Somehow, I managed to justify Monday's paper as well, and carefully kept the instruction booklet for the upper body workout.
Back to school Tuesday, and I went straight to Devizes, ran for 30 minutes (not strictly what the army recommended for day 1, week 1, but near enough), then on to the post office. Newspapers piled invitingly by door. I consulted my conscience: I couldn't think of a good reason to get the paper, yet I really needed the lower body instructions.
I picked up the paper, took it to the counter, and casually extracted the guide, later slipping it into my bag before returning the paper to the pile.
It was only when I got home that I realised how twisted my priorities had become: I had stolen an - admittedly free - insert, in order to avoid violating a New Year's resolution that I had already broken the day before (meat, chocolate and wine all fell on Friday 4th).

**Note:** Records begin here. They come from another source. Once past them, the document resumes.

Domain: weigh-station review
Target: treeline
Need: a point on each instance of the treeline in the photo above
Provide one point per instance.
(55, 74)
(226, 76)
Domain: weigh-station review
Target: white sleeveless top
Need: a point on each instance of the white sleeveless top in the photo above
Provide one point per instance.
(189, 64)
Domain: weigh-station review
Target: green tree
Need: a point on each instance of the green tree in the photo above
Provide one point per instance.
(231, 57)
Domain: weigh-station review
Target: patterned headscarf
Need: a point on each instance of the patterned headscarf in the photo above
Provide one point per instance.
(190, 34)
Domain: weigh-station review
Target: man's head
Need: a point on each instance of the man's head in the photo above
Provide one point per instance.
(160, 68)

The first local GP meeting of 2008; Mark had moved it to the Lansdowne Hotel in Calne, and booked a room that held 12. We sent e-mails to all local green groups, as well as sympathetic friends. By 7.35, we numbered 19, and moved into a large hall, more used to the benevolent gatherings of the North Wilts Rotary Club.
It was a rather excited and enthusiastic gathering, several new faces, a good handful of our loyal friends. Mark led the way through the minute's attunement, forgetting the introductions in his eagerness to gallop on to the four pending by-elections. He produced Nick's poster, which they'd compiled together after a successful assault on Upavon in search of the ten signatures required for registration.
Top of the mini-manifesto was: 'Weekly curbside rubbish and recycling collection, including plastic and cardboard.' But, piped up Hilary, didn't we believe that every other week was preferable?
'Yes,' Mark replied, 'but, you see, we don't exactly specify weekly rubbish collection. It was deliberately ambiguous.'
We debated the morality of this. New faces Pam and Steve suggested that we take a completely different tack, along the lines of 'We can help you green your life.'
There were a couple of nods, before Derek - possibly the most honourable man you could hope to meet - closed the debate: the important thing is to get people on the councils, he said firmly. 'We can have a far greater influence from the inside.'
Once again, political expediency had triumphed over morality. The ends, we must hope will trump the means.